I had a resistance test prior to starting HAART, showing resistance to nevirapine/Viramune with mutation 103Q. I have read that some of the mutations at 103 are cross-resistant but I have not been able to find any specific information on the 103Q mutation. Are all mutations at 103 cross-resistant in the NNRTI class? Should I be worried that this mutation could confer resistance to Sustiva, and in turn cause my regimine to fail sooner rather than later? Should I consider swaping out the Sustiva for a PI before that happens?

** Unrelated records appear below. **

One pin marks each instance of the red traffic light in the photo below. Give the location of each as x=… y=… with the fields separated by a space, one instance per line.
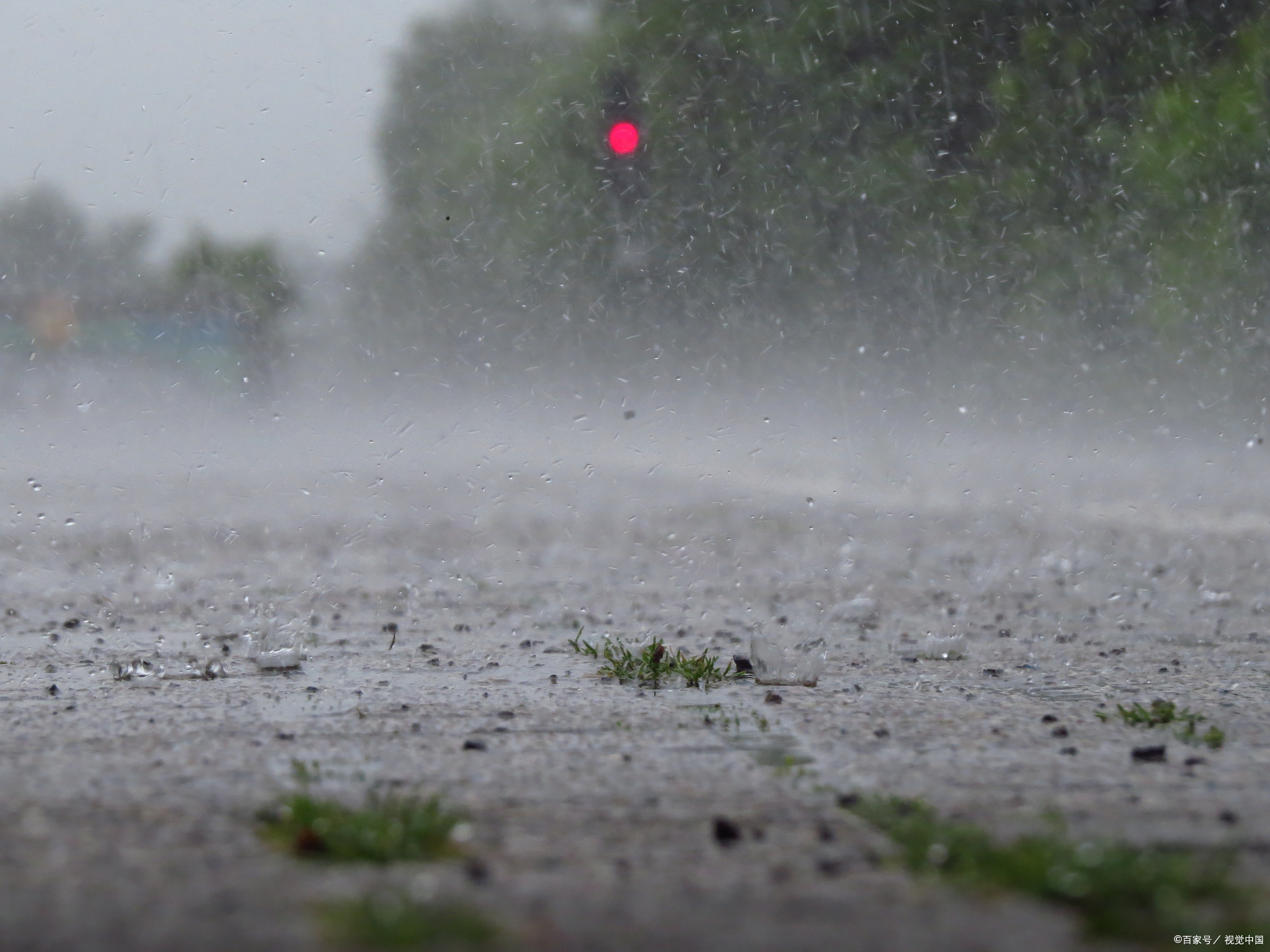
x=624 y=138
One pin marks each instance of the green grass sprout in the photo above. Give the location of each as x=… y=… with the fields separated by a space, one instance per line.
x=653 y=664
x=385 y=829
x=1165 y=712
x=1119 y=890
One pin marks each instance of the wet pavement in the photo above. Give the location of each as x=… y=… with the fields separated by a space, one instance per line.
x=433 y=588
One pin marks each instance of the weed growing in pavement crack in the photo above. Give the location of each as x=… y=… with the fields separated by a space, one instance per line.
x=1165 y=712
x=653 y=664
x=397 y=920
x=383 y=831
x=1122 y=891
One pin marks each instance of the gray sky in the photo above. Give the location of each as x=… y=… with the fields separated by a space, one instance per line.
x=249 y=117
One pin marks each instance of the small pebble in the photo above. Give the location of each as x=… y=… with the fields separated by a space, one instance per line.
x=727 y=833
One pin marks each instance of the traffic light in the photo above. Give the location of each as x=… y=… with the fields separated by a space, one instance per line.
x=624 y=146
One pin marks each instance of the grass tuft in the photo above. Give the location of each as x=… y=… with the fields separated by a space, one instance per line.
x=653 y=664
x=1165 y=712
x=403 y=923
x=381 y=832
x=1121 y=891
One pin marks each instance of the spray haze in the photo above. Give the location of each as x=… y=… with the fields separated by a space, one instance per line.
x=883 y=405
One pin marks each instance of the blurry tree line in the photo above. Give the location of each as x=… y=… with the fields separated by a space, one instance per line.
x=58 y=266
x=1105 y=161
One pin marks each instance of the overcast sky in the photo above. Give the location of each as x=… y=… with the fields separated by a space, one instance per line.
x=246 y=116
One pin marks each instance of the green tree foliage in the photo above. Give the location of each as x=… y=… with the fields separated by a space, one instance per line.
x=252 y=275
x=1100 y=159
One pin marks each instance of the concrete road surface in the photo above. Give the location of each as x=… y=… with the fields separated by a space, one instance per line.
x=1076 y=574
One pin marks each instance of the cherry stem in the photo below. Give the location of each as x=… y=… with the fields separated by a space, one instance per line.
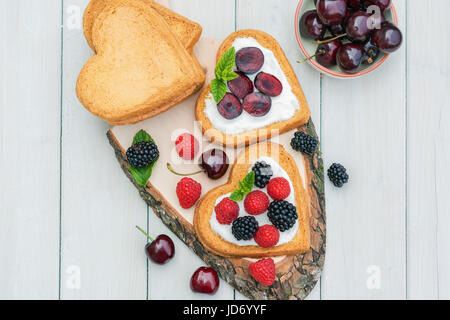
x=171 y=169
x=151 y=239
x=332 y=39
x=321 y=52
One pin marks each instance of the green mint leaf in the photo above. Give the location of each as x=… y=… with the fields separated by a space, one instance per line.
x=226 y=63
x=218 y=89
x=142 y=136
x=237 y=196
x=229 y=75
x=141 y=175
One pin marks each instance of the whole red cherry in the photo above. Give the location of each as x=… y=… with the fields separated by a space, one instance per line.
x=205 y=280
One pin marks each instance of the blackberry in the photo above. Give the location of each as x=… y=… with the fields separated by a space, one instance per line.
x=142 y=154
x=244 y=228
x=282 y=214
x=338 y=175
x=263 y=173
x=304 y=143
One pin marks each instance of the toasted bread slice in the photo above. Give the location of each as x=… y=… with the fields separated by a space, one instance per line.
x=242 y=165
x=140 y=69
x=300 y=117
x=187 y=31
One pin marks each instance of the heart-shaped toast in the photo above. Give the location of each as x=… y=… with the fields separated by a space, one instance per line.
x=187 y=31
x=140 y=68
x=266 y=100
x=220 y=239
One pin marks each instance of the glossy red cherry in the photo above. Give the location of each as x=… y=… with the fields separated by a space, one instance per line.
x=268 y=84
x=249 y=60
x=159 y=250
x=205 y=280
x=357 y=26
x=382 y=4
x=311 y=26
x=257 y=104
x=241 y=86
x=388 y=38
x=332 y=11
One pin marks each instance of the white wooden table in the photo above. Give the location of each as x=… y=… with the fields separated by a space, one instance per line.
x=67 y=212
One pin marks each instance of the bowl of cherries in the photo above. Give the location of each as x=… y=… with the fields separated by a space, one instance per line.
x=347 y=38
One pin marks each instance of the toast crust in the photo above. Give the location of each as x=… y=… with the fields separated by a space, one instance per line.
x=141 y=68
x=187 y=31
x=205 y=208
x=300 y=117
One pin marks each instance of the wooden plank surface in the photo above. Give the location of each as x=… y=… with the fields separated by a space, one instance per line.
x=29 y=162
x=428 y=138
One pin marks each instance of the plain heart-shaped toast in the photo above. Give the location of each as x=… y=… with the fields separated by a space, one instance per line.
x=266 y=100
x=187 y=31
x=140 y=68
x=219 y=237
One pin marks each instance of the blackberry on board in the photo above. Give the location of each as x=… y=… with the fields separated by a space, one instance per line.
x=142 y=154
x=244 y=228
x=338 y=175
x=263 y=173
x=304 y=143
x=282 y=214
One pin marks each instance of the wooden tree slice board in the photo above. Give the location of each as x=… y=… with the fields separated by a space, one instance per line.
x=296 y=275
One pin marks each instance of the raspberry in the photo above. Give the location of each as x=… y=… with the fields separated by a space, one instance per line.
x=188 y=192
x=226 y=211
x=278 y=188
x=186 y=146
x=256 y=202
x=263 y=271
x=267 y=236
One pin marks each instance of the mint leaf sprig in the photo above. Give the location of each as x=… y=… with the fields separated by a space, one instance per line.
x=141 y=175
x=245 y=187
x=223 y=72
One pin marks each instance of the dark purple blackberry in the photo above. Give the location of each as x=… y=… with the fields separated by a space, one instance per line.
x=338 y=175
x=244 y=228
x=263 y=173
x=142 y=154
x=282 y=214
x=304 y=143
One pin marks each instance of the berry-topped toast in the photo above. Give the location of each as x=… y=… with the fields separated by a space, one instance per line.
x=262 y=211
x=255 y=95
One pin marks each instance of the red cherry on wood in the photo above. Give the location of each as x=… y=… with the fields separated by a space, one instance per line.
x=332 y=11
x=214 y=162
x=205 y=280
x=159 y=250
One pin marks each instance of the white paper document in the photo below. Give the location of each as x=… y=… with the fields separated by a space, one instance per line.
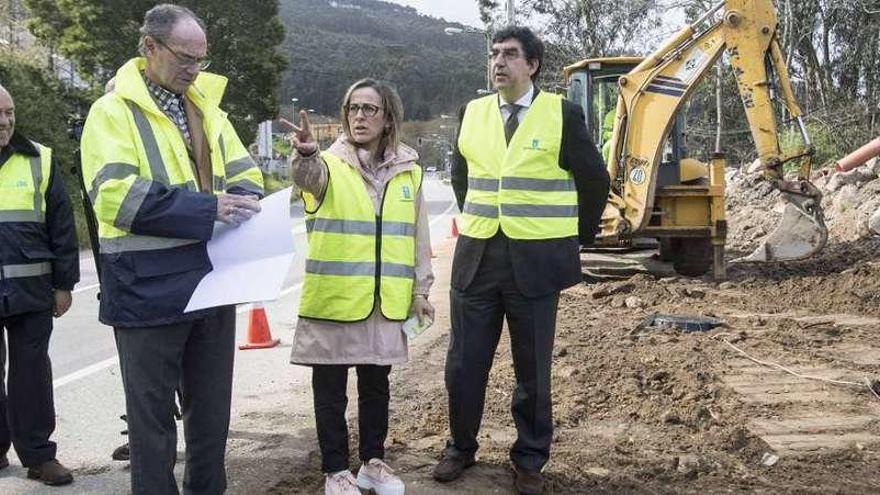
x=250 y=261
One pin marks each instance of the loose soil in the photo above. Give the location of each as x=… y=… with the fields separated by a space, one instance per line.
x=642 y=409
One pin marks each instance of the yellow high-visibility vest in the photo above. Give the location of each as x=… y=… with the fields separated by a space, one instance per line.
x=23 y=183
x=129 y=142
x=355 y=256
x=519 y=187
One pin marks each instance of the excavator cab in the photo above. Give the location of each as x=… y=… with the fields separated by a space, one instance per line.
x=593 y=86
x=688 y=213
x=657 y=191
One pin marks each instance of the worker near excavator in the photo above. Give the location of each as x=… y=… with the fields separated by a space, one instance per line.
x=531 y=184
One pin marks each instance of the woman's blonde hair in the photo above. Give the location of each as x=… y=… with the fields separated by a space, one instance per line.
x=392 y=106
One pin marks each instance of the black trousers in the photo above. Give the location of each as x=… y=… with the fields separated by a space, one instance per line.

I'm 36, my current (and only) regimine is Sustiva, Epivir, & Viread. Started meds 4/03 with CD4 of 310 & VL of 67,700. My VL took five months to fall to undetectable and has stayed there so far. So, after 11 months on treatment I'm undetectable w/ CD4 at 552. I've never missed a pill, but have been late a few times. So overall I'm doing well...just wondering if I should be proactive in switching meds.

Thanks in advance for any insight you can give!

Seattle Dude

Response from Dr. Sherer

We have recently observed that novel mutations at the 103 locus - like the K103Q that you describe - can affect NNRTIs. The K103Q had a prevalence of <1% in an analysis of two large databases, so it appears to be quite uncommon. Fortunately, in this analysis, no clear impact of the K103Q was observed on either efavirenz or nevirapine, and your clinical history suggests that your virus is responsive to an efavirenz regimen. I would suggest that you stay with this regimen and discuss these issues with your doctor.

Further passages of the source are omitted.